The Atlanta Journal-Constitution

Phones soon could recognize you by how you move or walk

Pentagon may make technology available commercial­ly by 2020.

- By Joseph Marks

Within 18 months, your phone may be able to identify you based on the gait of your walk, the tension in your hand or the way your thumb moves across the touch screen.

That’s the Pentagon’s plan: It’s in the final phase of testing technology that will reduce smartphone users’ reliance on difficult-to-remember passwords or an endless stream of text message verificati­on codes, an official there said.

It’s working with computer chipmakers and smartphone developers to make the technology commercial­ly available as early as 2020, said Steven Wallace, a systems innovation scientist at the Pentagon’s Defense Informatio­n Systems Agency, or DISA. It’s currently testing the system on 50 phones at the Defense Department.

“Our goal from the very start was not to have something that was focused solely on the DoD,” Wallace said. “Our focus from the start was something usable at the commercial level.”

The tech companies haven’t made any firm commitment­s to adopt the identifica­tion system but appear eager to integrate the technology into smartphone­s within the next year or two, Wallace said.

He declined to name the companies DISA is working with but said if all goes well, the technology “will be available in the majority of handsets” in the United States.

The technology would offer an extra layer of security for smartphone users by ensuring that a thief — or someone who, say, picks up a phone left on a subway seat or park bench — doesn’t get access to all the personal and profession­al informatio­n stored inside the device, Wallace said.

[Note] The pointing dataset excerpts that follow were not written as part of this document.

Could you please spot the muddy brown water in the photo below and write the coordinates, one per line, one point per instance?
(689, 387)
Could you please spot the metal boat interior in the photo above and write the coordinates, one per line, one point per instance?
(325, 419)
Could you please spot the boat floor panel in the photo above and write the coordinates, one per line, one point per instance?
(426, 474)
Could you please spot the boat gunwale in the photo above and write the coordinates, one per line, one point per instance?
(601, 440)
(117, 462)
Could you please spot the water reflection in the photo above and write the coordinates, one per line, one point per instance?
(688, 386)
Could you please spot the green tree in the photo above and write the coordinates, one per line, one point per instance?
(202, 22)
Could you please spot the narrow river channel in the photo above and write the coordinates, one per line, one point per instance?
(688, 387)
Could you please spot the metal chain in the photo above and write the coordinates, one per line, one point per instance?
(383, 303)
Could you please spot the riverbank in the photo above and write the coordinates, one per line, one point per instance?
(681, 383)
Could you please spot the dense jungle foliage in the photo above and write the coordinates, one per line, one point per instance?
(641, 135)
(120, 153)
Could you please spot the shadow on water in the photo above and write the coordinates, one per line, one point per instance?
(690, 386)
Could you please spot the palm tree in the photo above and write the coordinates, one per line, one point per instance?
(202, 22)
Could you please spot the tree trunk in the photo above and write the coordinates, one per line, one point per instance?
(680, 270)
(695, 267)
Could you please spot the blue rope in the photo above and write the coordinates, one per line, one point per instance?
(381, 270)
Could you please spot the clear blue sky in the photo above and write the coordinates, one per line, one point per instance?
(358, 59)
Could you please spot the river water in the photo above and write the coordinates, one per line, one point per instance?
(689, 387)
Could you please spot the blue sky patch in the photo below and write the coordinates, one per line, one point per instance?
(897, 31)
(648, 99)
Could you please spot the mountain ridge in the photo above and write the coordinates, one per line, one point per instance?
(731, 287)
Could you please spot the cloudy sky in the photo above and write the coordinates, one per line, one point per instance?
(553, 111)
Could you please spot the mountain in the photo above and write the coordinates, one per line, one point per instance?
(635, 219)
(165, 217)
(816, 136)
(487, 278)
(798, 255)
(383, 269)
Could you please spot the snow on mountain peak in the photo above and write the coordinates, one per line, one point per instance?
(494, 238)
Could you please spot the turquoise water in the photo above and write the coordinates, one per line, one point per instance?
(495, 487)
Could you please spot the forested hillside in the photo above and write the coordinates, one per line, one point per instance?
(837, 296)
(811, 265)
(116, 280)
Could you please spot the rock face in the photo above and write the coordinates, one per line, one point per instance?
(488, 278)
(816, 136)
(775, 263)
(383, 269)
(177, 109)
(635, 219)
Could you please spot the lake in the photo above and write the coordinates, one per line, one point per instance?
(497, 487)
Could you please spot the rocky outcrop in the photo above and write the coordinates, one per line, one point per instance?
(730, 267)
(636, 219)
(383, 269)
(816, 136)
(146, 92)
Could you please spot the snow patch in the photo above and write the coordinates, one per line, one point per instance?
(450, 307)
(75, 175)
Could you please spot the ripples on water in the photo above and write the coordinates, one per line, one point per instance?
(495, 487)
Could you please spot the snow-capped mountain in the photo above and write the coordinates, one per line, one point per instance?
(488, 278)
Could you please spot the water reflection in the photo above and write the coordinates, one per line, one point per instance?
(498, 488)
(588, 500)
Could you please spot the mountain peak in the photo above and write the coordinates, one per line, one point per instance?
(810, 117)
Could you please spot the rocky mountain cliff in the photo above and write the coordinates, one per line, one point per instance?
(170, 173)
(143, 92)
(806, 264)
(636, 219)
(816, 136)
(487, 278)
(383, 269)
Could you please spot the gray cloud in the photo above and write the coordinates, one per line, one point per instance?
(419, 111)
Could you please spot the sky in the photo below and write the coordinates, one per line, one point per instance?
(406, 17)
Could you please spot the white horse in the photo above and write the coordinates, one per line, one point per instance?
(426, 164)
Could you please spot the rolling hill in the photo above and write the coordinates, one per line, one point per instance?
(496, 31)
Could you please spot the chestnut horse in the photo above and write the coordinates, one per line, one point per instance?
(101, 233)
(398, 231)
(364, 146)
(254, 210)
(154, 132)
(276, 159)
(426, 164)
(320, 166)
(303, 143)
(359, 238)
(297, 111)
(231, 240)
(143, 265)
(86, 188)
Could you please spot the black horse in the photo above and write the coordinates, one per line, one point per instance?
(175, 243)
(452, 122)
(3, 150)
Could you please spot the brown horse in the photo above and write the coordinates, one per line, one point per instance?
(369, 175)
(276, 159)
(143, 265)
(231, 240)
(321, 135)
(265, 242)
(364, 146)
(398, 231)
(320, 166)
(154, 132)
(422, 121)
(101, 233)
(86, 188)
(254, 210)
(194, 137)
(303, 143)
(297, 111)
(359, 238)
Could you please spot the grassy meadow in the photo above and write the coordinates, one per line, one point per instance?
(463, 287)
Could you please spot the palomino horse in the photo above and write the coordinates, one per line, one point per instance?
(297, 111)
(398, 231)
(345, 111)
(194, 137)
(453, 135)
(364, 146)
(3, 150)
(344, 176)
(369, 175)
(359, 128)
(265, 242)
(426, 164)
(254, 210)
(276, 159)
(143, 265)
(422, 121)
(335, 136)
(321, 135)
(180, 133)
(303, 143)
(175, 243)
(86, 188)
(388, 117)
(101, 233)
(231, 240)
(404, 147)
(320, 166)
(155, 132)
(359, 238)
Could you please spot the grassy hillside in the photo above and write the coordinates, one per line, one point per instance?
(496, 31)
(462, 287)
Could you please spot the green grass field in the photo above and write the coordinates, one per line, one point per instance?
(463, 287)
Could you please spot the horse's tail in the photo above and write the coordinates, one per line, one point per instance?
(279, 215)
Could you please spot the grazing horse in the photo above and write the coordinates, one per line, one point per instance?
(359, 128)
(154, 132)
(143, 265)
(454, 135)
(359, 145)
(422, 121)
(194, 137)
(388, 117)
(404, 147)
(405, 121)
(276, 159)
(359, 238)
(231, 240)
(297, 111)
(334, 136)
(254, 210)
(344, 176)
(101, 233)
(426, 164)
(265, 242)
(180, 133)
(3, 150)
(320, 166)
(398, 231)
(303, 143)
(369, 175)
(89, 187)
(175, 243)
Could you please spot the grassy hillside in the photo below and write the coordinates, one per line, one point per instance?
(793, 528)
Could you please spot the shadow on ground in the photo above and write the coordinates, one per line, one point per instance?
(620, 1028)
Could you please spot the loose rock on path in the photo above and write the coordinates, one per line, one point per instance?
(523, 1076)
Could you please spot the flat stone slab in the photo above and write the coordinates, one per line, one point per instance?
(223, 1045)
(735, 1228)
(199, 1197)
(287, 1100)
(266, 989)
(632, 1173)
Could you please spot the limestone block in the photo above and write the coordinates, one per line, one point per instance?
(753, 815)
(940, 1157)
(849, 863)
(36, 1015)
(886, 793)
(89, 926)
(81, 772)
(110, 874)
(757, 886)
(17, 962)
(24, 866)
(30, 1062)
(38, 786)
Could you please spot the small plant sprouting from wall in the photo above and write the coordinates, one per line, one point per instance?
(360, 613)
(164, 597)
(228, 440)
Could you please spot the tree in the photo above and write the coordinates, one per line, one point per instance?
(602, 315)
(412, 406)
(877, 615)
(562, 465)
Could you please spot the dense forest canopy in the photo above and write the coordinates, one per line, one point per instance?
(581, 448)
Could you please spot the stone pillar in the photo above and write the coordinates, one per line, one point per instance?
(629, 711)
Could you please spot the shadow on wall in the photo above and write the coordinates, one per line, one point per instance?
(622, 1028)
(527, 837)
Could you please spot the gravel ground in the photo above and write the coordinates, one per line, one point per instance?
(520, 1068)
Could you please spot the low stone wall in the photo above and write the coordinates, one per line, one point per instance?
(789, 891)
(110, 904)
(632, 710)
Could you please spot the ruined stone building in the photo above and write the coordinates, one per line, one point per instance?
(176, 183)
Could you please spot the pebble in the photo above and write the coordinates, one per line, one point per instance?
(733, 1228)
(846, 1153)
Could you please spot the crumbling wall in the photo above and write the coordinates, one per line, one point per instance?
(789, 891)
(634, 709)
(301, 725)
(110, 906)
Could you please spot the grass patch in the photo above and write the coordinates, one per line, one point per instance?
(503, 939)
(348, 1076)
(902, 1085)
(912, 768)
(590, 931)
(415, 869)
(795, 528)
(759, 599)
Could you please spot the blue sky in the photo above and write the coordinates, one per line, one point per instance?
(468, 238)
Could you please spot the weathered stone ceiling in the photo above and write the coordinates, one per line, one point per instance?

If stolen phones are inoperable, there’s less of a market for them. And more broadly, if consumer devices are better protected, national security improves: It gets tougher for hackers to steal informatio­n and intellectu­al property.

But the Pentagon’s motivation is not just about securing consumers: If the tool is commercial­ly available, the Pentagon can get the extra protection without paying an arm and a leg for specialize­d devices that only highly secured industries are using. In the past, Wallace said, the Pentagon has built super-secure smartphone­s, but they’ve been too costly to deploy to anyone but a handful of top officials — costing more than $4,500 per unit.